The UNP had no option but to give in to the CWC ‘requests’.

Two unsuccessful SLMC candidates, Dr. A. L. M. Hafrath and M. S. Thowfeek were also named national list candidates. Partymen resented their appointments. But for the top leadership, there was no alternative but to satisfy the SLMC as they did the CWC. Hafrath and Thowfeek contested Kurunegala and Trincomalee districts respectively. They lost badly. Hafrath is the General Secretary of the SLMC.

It was obvious that both the CWC and the SLMC have succeeded in reaching pre-poll arrangements with the UNP leadership. Genuine UNPers suffered as the party in its successful bid to defeat President Kumaratunga’s administration, had to reach a series of agreements with constituents parties. Apart from the losers who were given parliamentary seats, most of the PA dissidents did not contest the elections. They opted to enter parliament through the national list. But at least they were on the original national list. G. L. Peiris, S. B. Dissanayake and Jayasundera Wijekoon were accommodated in the final list. The list also included K. N. Choksy, Tilak Marapana, A. R. M. A. Cader, A. H. M. Azwer, M. S. M. Salman, P. P. Radhakrishnan and M. M. Mushthapa.

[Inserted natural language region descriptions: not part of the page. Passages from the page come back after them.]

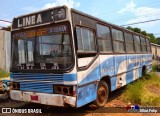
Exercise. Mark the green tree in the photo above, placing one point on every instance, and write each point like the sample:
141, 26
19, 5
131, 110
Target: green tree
158, 40
138, 30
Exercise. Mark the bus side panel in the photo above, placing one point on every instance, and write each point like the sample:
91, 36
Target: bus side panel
107, 65
87, 85
130, 68
120, 68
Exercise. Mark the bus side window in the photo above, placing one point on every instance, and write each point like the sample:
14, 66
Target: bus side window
143, 44
118, 41
137, 44
148, 46
104, 38
85, 40
129, 43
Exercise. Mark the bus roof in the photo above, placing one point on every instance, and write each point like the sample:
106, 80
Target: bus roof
105, 22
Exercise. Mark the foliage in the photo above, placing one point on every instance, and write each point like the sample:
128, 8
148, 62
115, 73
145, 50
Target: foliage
154, 66
3, 74
145, 91
152, 38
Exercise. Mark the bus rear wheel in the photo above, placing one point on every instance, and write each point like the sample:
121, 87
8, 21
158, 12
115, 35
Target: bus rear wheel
102, 94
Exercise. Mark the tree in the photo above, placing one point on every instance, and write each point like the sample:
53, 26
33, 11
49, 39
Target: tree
158, 40
150, 35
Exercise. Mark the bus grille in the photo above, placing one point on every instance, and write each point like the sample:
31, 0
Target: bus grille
37, 82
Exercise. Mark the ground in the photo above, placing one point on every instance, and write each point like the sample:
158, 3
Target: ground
114, 102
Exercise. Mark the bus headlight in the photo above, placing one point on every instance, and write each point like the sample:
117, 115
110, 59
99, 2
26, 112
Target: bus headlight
66, 90
15, 85
59, 14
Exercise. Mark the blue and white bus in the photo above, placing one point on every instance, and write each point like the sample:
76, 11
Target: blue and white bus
61, 56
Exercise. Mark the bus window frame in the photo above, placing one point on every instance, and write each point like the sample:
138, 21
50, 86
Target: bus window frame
45, 70
104, 52
124, 52
95, 41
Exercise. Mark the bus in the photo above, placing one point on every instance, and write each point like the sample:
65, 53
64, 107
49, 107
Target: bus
64, 57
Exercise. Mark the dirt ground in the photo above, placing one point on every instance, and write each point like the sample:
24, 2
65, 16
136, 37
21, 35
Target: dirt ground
113, 104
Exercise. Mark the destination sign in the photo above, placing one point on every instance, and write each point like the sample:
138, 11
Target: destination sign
38, 18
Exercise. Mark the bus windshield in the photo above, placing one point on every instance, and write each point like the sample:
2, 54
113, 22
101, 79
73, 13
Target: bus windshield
46, 48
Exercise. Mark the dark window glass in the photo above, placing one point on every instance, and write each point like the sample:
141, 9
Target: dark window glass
85, 39
143, 44
148, 46
118, 41
117, 35
129, 42
137, 44
42, 49
104, 38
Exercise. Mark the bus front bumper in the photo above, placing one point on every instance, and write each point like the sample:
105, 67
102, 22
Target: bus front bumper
43, 98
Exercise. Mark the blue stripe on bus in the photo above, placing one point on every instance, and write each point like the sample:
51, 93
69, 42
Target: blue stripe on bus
70, 77
95, 73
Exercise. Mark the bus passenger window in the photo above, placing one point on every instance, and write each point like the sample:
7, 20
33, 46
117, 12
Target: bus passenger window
118, 41
143, 44
148, 46
137, 44
85, 40
104, 38
129, 42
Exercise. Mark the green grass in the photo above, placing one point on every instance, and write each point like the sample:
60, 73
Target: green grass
3, 74
144, 92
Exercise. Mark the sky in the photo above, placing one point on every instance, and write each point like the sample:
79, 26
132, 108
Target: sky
119, 12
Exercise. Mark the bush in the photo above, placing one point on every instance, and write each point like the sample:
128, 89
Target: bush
145, 91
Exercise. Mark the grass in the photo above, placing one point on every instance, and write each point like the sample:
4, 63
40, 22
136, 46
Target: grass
144, 92
3, 74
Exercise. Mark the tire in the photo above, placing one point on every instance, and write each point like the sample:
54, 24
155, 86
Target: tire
102, 94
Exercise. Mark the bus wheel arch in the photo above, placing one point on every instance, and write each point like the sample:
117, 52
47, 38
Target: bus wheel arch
102, 92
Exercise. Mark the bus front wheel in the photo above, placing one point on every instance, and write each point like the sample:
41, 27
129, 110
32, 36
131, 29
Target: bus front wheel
102, 94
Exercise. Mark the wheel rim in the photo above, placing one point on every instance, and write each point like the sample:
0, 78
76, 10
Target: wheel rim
101, 94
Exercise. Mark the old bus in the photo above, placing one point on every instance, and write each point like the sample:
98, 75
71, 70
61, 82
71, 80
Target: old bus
61, 56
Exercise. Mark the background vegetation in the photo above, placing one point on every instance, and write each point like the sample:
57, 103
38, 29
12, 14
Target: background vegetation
145, 91
151, 36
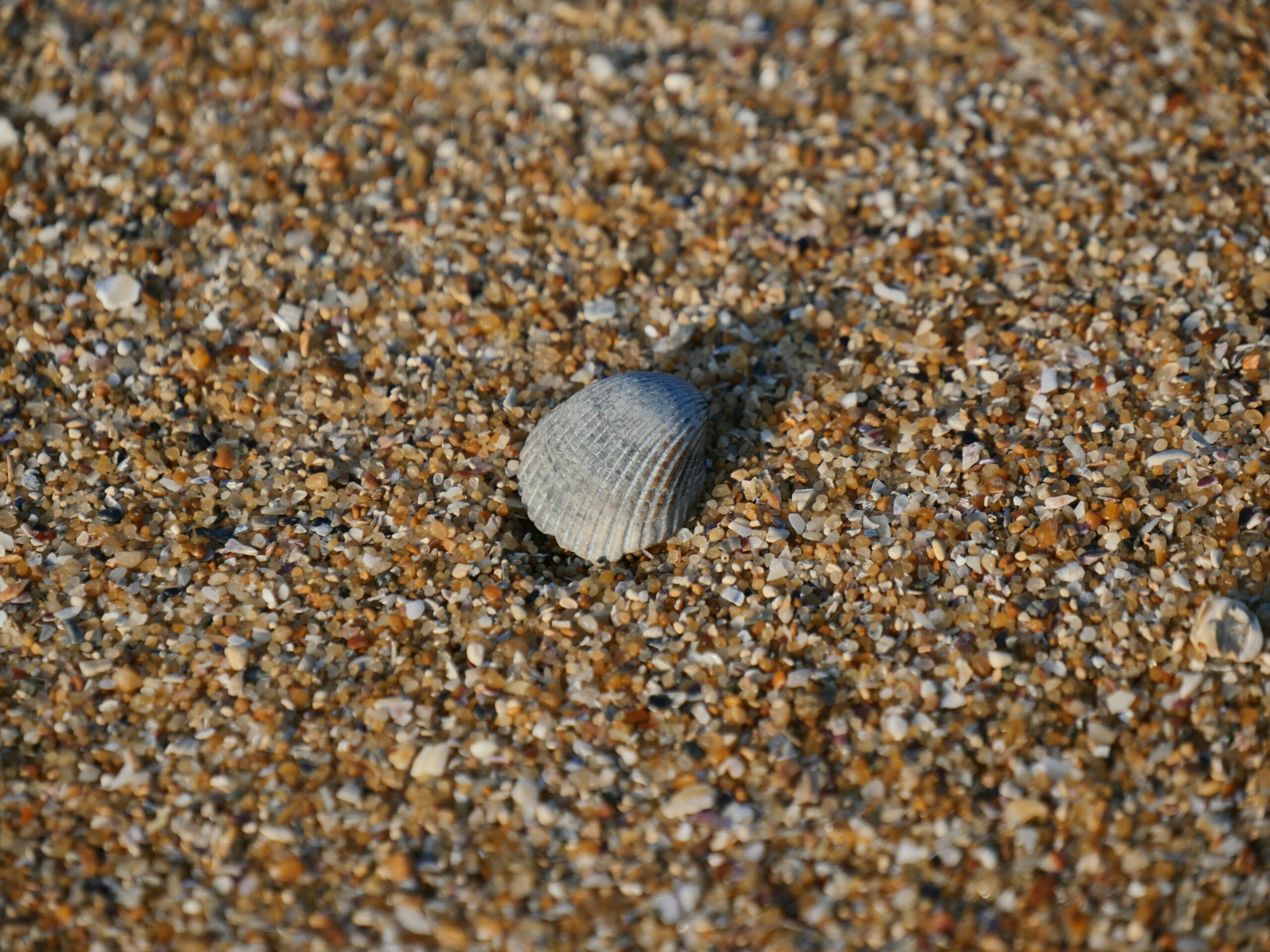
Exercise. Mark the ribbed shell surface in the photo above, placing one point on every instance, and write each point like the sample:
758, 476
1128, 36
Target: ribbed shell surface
618, 466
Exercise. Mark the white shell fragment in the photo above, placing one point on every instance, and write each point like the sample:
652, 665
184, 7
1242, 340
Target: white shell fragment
1227, 629
119, 293
1169, 456
618, 466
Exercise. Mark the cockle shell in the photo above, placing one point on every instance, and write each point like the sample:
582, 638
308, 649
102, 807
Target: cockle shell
1227, 629
618, 466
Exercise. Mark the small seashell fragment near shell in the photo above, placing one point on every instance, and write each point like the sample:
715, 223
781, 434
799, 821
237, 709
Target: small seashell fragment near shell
618, 466
1227, 629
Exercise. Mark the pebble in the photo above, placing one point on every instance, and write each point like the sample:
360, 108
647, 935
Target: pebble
119, 293
238, 656
691, 800
894, 726
1227, 629
1121, 701
431, 762
1169, 456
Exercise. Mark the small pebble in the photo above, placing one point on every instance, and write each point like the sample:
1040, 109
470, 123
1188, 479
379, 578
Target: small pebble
691, 800
430, 762
1227, 629
119, 293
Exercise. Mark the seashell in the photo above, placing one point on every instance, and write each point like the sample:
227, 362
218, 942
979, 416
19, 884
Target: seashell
618, 466
1169, 456
1227, 629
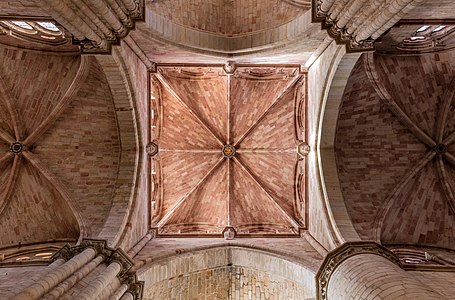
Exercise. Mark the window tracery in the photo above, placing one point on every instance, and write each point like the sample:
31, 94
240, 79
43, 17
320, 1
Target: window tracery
427, 37
46, 32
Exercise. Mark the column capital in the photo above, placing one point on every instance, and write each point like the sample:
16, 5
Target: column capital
342, 253
101, 247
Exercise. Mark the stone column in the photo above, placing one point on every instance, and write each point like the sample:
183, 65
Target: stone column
57, 275
119, 292
100, 283
84, 276
127, 296
365, 270
70, 282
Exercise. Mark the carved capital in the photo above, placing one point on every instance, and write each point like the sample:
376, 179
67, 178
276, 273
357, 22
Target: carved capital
342, 253
101, 247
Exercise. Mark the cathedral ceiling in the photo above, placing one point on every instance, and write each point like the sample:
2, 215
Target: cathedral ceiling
228, 150
58, 173
395, 150
213, 31
228, 17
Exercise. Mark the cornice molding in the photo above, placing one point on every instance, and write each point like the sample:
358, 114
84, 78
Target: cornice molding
125, 276
342, 253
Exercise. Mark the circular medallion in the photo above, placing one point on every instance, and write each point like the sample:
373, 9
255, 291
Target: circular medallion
440, 148
16, 147
228, 151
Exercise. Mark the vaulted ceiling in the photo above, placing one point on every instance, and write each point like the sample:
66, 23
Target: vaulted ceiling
58, 173
395, 151
201, 188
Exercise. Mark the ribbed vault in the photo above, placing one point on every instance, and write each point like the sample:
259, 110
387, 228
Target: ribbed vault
57, 174
199, 188
394, 149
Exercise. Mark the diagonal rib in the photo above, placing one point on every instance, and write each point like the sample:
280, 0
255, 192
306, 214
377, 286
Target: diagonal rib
387, 204
229, 189
445, 184
59, 187
450, 139
5, 157
11, 184
64, 102
229, 121
449, 158
290, 84
444, 111
256, 180
166, 84
6, 137
387, 98
181, 201
6, 92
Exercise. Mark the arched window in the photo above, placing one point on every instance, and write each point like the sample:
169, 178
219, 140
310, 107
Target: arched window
427, 37
46, 32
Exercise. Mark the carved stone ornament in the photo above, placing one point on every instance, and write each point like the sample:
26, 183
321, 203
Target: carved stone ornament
345, 251
229, 233
303, 149
152, 149
229, 67
101, 247
135, 287
341, 35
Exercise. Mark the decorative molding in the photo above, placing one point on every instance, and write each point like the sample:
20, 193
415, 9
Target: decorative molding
113, 18
101, 247
340, 35
342, 253
357, 23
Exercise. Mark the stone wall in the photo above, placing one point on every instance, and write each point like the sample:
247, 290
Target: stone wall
227, 273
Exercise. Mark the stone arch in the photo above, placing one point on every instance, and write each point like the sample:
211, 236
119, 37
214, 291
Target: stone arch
226, 270
332, 98
127, 177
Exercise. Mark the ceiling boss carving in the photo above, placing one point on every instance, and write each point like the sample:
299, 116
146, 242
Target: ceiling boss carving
229, 150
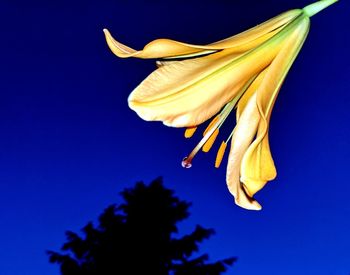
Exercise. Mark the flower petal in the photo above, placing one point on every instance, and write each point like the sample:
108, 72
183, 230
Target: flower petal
186, 93
243, 135
257, 165
166, 48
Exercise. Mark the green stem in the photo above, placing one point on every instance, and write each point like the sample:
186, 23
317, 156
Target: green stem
314, 8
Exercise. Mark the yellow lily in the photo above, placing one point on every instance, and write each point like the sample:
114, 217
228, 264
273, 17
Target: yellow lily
194, 83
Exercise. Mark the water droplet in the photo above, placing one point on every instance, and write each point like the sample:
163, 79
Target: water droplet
186, 163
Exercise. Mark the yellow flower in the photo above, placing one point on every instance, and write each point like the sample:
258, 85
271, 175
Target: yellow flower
194, 83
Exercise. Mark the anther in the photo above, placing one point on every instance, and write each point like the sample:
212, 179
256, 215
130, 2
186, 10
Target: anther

Some good people were left out. Indrani Iriyagolla, wife of Gamini Iriyagolla and the daughter-in-law of the late I. M. R. A. Iriyagolla, education minister of the then Dudley Senanayake government was among them. Both the UNP and the PA did not appoint a single woman through the national list.

Ex-UNP MPs, Rohan Tissa Abeygunasekera, M. L. M. Aboosally, Dr. Ranjith Atapattu and Anura Bastian and ex-CWC MP P. P. Devaraj were left out with Prasanna Gunawardene, a son of the late Philip Gunawardene and brother of two former ministers, Indika and Dinesh. Prasanna was lucky. He was rewarded with the prestigious post of the mayor of Colombo. Obviously it was made at the expense of former Mayor Omar Kamil.

SLMC leader Rauff Hakeem’s brother Dr. A. R. Abdul Hafees, who failed to enter parliament despite being in the original national list was later appointed a member of Rauff’s personal staff.

The SLMC not only had the opportunity of appointing some of its members (unsuccessful candidates) through the UNP national list. It was also able to make a single appointment from its own national list as the party fielded candidates on its own as well. A. A. M. Bawa was appointed the SLMC’s only national list MP.

The JVP made three national list appointments while the TULF made one. But none were offered to candidates rejected by the people.

There was no doubt the situation would be worse following the next general elections. Ultimately there would not be any from the original national lists of the PA and the UNP. Instead the parliament will be packed with politicians rejected by the people. Whatever the proposed constitutional changes, the two major parties and minority parties have signalled that they were not ready to introduce changes which would be detrimental to their interests.

The present system has allowed those who fail at the parliamentary level to move to provincial councils or even local government bodies. So far they have not moved from parliament to local government bodies but the possibility cannot be ruled out if whichever government in power decides to issue car permits to members of the "lesser" elected councils.